Mean Reversion Questions Answered

Let us help you answer some mean reversion questions.

At The Chartist, we preach strategy diversification. That is, using a variety of trading strategies to smooth or accelerate the overall performance of portfolios. Most people understand momentum-based systems. Today I wanted to address a few points of confusion around our mean reversion-based strategies.

First of all, let’s quickly go over what a mean reversion strategy is. Mean Reversion strategies aim to exploit quick and temporary price movements away from the overarching trend in the expectation that the price will return to its previous trajectory (in other words, revert to the mean). When done across a short time frame, our aim is to rack up many small incremental gains. The sum of which will hopefully provide a larger and stabler return.

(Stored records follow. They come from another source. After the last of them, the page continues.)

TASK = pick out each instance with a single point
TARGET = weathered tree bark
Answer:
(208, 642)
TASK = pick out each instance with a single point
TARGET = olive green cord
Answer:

Question 1 – We just exited that position, why are we re-entering?

This is one we often receive with regards to our High Frequency and ASX Weekly Swing strategies. It is not unusual to see the same signals repeat within short windows. Occasionally, the High Frequency Strategy will even have an exit and an entry signal for the same stock on the same day.

Let’s use the below AECOM chart from the High Frequency Strategy last month to demonstrate. Visually, this chart is a great example of what a mean reversion strategy is looking for. We can see a nice upward trend, a slight drop-off, and then a quick snap back to the upward trend, which then repeats.

If we had bought and held this same stock in one trade for the same period, we would have been worse off compared to the multiple trades.

Question 2 – Wouldn’t it have been better to hold this stock for longer?

Often, the quick exit of a mean reversion strategy can look less than ideal on a chart. Take the below chart from Marvell Technology, for example. We can see our entry has worked nicely, but our exit has left some profit behind in the following days.

While the question is true for the first trade in the MRVL chart pictured, it wouldn’t have worked out as well for the second trade or for any of the trades from the Aecom chart above. Remember, we’re playing a numbers game here, looking for many small gains rather than a few big ones. We’ve tested these rules across thousands of trades, and chosen the ones that result in the best performance overall.

Question 3 – I placed 20 orders and only got 3 fills; is this normal?

Usually, with this sort of strategy, our entry will be a limit order below the prevailing market price. We do this in anticipation that the price will fall before returning to or above the prior market price. We do not expect all these orders to be filled. A lower limit order aims to maximise the small gain received, while also attempting to avoid entering sideways-moving trades and losing out on the commision.

The below chart marks entry orders for the following day with green arrows; you can see most of them were not filled as the limit was not met.

Question 4 – What broker should I use for these strategies?

For strategies operating at such a high frequency, a broker with a very low commission is essential. This largely limits the strategies to the US market where commissions are lower. We have however developed a variant, the ASX Weekly Swing Strategy, which is designed to operate on a slightly longer time frame using fixed commissions and less entries, to reduce commission drag.

Furthermore, since you’re likely to be placing large quantities of orders, you’ll want to use a broker that facilitates bulk order placement via sheet upload or API.

Hopefully this has given you some insight into Mean Reversion strategies, and how they can be used in tandem with longer term trend following or momentum strategies.